Cute, cute, cute! Mini or Standard? Is he red??


----------



## proudpoodlelover (Jan 14, 2010)

Yes, he is red, and a standard!


----------



## dbloomer98 (Mar 24, 2010)

Absolutely adorable!


----------



## spoospirit (Mar 10, 2009)

_He's a cute little munchkin! He is so sweet all done up with his little ribbon for the holiday. Where are you in Massachusetts. I live just over the border in Vermont.
_


----------



## Rockporters (Jan 14, 2010)

proudpoodlelover said:


> He's five months. I think he's going to be small, although his paws are pretty big.
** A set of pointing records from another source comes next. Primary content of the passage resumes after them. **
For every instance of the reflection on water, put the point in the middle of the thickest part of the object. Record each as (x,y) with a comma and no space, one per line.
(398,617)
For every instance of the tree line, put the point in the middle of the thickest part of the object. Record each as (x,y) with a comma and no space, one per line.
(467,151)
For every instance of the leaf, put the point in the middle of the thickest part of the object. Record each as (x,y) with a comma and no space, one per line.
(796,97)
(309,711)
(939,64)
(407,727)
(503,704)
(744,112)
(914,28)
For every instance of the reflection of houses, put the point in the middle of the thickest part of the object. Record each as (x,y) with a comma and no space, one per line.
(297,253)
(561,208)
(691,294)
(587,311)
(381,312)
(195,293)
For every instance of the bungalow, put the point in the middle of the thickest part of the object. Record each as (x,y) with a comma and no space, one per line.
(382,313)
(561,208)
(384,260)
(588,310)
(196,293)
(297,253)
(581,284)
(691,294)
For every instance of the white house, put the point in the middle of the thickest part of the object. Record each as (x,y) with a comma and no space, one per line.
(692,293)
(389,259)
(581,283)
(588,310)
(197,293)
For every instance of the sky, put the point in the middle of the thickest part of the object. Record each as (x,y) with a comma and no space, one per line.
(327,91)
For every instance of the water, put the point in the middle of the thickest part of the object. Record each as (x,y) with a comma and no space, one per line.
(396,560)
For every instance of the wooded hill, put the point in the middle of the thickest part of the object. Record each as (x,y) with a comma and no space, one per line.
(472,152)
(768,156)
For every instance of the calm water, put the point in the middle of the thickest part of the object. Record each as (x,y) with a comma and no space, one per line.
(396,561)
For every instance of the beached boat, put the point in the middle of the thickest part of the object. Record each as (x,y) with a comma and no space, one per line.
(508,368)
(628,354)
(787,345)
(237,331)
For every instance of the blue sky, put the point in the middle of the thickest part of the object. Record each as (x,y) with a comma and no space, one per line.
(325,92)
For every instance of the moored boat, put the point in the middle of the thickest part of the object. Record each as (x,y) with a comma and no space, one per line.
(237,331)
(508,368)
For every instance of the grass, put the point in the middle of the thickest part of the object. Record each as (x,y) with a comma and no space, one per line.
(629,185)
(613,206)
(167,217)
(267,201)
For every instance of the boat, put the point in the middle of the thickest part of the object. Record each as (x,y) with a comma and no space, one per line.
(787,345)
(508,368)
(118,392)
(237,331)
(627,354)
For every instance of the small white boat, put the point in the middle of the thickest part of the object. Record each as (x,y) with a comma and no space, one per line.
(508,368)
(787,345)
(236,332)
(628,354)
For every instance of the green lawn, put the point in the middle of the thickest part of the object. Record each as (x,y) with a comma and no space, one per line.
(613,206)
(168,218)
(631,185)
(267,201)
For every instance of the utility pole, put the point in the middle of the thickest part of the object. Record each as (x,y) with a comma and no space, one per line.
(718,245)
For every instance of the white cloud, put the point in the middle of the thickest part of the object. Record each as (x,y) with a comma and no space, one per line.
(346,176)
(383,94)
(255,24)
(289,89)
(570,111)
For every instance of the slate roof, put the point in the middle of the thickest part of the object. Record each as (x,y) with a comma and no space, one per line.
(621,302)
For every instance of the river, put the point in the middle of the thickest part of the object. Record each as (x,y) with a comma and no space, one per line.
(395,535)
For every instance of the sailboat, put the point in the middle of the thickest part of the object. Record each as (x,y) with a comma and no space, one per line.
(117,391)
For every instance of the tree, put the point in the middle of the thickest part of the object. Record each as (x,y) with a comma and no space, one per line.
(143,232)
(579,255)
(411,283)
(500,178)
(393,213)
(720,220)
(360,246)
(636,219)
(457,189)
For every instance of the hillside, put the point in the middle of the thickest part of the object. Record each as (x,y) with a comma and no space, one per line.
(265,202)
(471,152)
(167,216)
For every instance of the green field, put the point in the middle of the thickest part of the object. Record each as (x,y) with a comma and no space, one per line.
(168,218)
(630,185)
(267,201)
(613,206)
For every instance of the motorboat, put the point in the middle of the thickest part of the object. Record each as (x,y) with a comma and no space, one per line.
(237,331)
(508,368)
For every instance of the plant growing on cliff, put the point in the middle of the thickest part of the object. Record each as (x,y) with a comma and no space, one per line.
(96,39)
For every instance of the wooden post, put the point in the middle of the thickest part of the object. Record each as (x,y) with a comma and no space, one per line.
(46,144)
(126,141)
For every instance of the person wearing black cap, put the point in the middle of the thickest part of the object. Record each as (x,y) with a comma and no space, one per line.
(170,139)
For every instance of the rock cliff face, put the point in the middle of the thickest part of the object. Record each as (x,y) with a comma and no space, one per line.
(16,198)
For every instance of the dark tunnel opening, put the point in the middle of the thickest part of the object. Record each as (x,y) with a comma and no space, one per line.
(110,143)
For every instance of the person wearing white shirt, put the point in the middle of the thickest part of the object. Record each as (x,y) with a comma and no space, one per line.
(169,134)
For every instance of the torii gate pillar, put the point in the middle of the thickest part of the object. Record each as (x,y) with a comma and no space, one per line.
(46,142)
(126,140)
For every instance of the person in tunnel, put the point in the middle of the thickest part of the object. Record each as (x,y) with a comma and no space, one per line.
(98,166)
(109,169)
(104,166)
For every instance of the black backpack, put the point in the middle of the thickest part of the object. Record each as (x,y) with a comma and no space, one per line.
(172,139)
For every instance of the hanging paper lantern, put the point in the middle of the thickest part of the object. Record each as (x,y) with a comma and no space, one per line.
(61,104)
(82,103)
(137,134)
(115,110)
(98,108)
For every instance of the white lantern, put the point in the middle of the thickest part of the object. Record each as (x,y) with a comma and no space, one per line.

Jasper is also 5 months old. How big is your guy? Jas is probably 35 pounds and around 20". 

Congratulations again, he is really cute!


----------



## frostfirestandards (Jun 18, 2009)

Oh isn't he just CUTE!!! 
very nice cut


----------



## plumcrazy (Sep 11, 2009)

Cute furkid!!  Where did you get him? I have a red standard girl. She's 7 months old and around 21 3/4 inches at the shoulder and probably close to 40 lbs... do you have more pictures?


----------



## proudpoodlelover (Jan 14, 2010)

We're in Wellesley Hills.


----------



## proudpoodlelover (Jan 14, 2010)

He's 16-17" and I'm guessing 22-25 lbs. Don't have a scale, but he was 21 lbs. three weeks ago at the vet, and he's bigger now.

His breeder said he would probably top out at 19" and 40 lbs. Our last spoo was 62 lbs., so this is a change.


----------



## proudpoodlelover (Jan 14, 2010)

*More on Puppy Lorenzo*



plumcrazy said:


> Cute furkid!!  Where did you get him? I have a red standard girl. She's 7 months old and around 21 3/4 inches at the shoulder and probably close to 40 lbs... do you have more pictures?


He's cute all right! Where we got him is a very long, interesting story. In a nutshell: We got him from Irina Markova. She is a Russian trainer who has a poodle circus act (My Talented Dogs). She came from Russia with her dogs years ago, and has been keeping the line going since. Doesn't keep the boys, says they are unruly as pups, and get lazy when neutered! 

Someone just did a documentary about her which was at the Sundance Film Festival "The Poodle Trainer". Her dogs are her babies for sure. And I know he will be small, as she breeds with size in mind.

So thus, we named our sweetie "Lorenzo, the Lion Tamer", to keep him in touch with his roots, and he looked like a lion when we got him. His Mom is the prima of her show. He's brilliant for sure, and a love.


----------



## *heather* (Jul 30, 2009)

Awe, he's a little cutie! He still looks really puppy-ish for 5 months! Maybe it's the fluffy face! I have a red Standard as well, he's 9 months and about 35lbs and 20 inches... our boys will probably be similar in size when they're full grown. I love the smaller standards


----------



## KPoos (Aug 29, 2009)

I like his cut, it suits him.


----------



## Pamela (Sep 9, 2008)

sooo cute!


----------